Can Chess moves be Evil?


A move is just a move, right? Or is it something more? There are no moral consequences for the moves we play, right? I never asked myself these questions before and would of thought of such questions to be silly or trollish questions until I explored some background history to the openings I wanted to play. I had known of Claude Bloodgood. A man convicted of the murder of his own mother. Who spent a life sentence in Prison and still played chess while in there. His by far pet opening seemed to be the Grob. I don't play the Grob and have only looked into it a little - maybe deterred by its unsound reputation maybe by its dark connection to a man like this. The Grob seems a perfect fit for a mind such as this perhaps. Did he choose it or did it choose him? Anyway, I come across another opening for white that I was interested in learning, the Sicilian- Snyder Variation. Again I am confronted by the evil story of this openings "owner". I read Snyder has been convicted of multiple sexual assaults involving children and pass the opening by. Again sickened I try the Smith-Morra and other options instead. Time has passed and I still want something different to play against the Sicilian. So I'm back to looking at this Snyder Sicilian. I really want to dive in to its lines but it makes my skin crawl to think I'll be delving inside the mind of a pedophile, I know it sounds ridiculous but I can't seem to get away from it. Many people pride their chess playing style with their type of personality and see their moves as a reflection of themselves as a person. When many of us learn chess lines we try to emulate and put ourselves into the mind of the players who have been there before. I know its only chess moves but I don't want to have any link to minds such as those, but this opening really appeals to me! How can I detach the bad karma my mind associates to these openings because of the bad people who I know have played them religiously? It doesn't even make me feel better that many other good people have came after and played it too. It still makes me feel dirty walking in the footsteps of evil. So I ask you, can chess moves be inherently evil after certain people choose to play them and devote their energy into them? Are some openings just more evil than others and appeal to these people? Anyone else not play an opening because of such reasons?

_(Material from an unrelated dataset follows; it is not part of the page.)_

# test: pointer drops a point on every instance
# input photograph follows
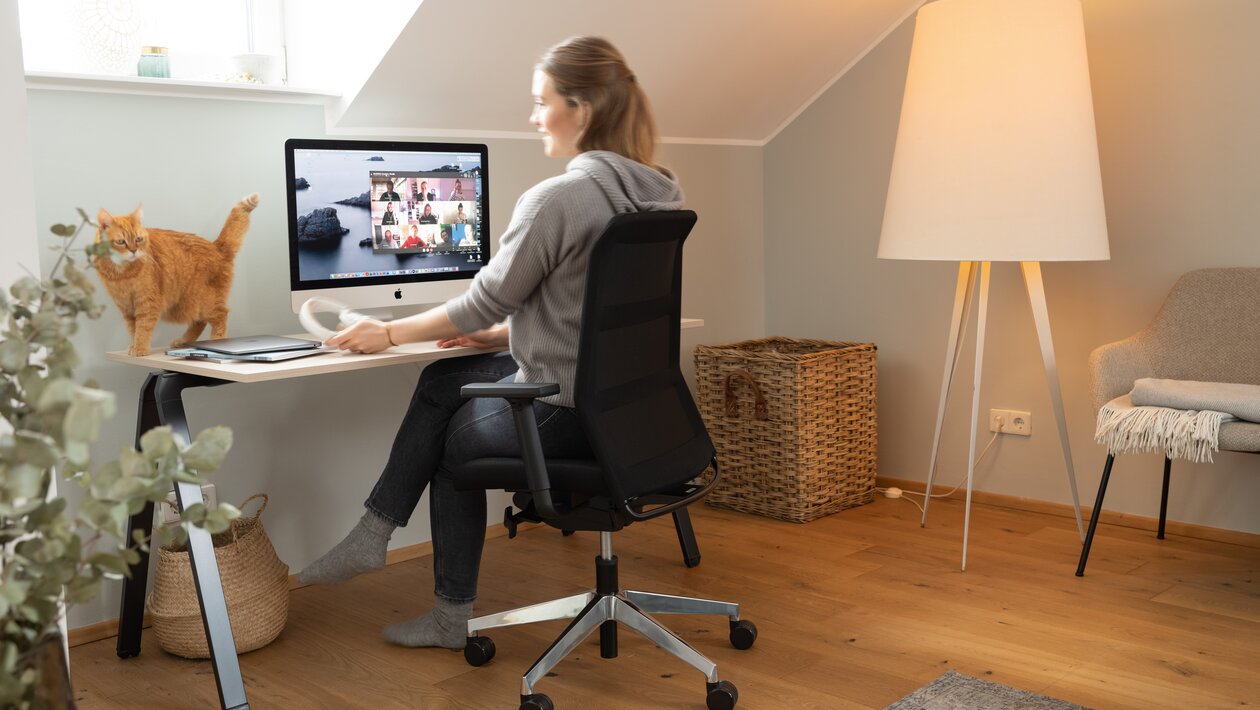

You're being ridiculous. Chess openings are just chess openings. They don't acquire moral properties from the people who play them.
Using the results of Nazi medical research involving the torture of subjects is more problematic.

You're being ridiculous. Chess openings are just chess openings. They don't acquire moral properties from the people who play them.
Using the results of Nazi medical research involving the torture of subjects is more problematic.

I also feel like it's evil with all that backstory. If you were to play those openings very well though, you would give those openings a new, non-evil reputation. Don't let some creep stop you, you give power to what you fear.

You're being ridiculous. Chess openings are just chess openings. They don't acquire moral properties from the people who play them.
Using the results of Nazi medical research involving the torture of subjects is more problematic.
I probably eat hamburgers the way evil people have eaten hamburgers. It doesn't make eating hamburgers evil or creepy. I probably put my pants on the same way evil people put their pants on. Etc.
What if Hitler had played the Ruy Lopez? Would people have to give that up?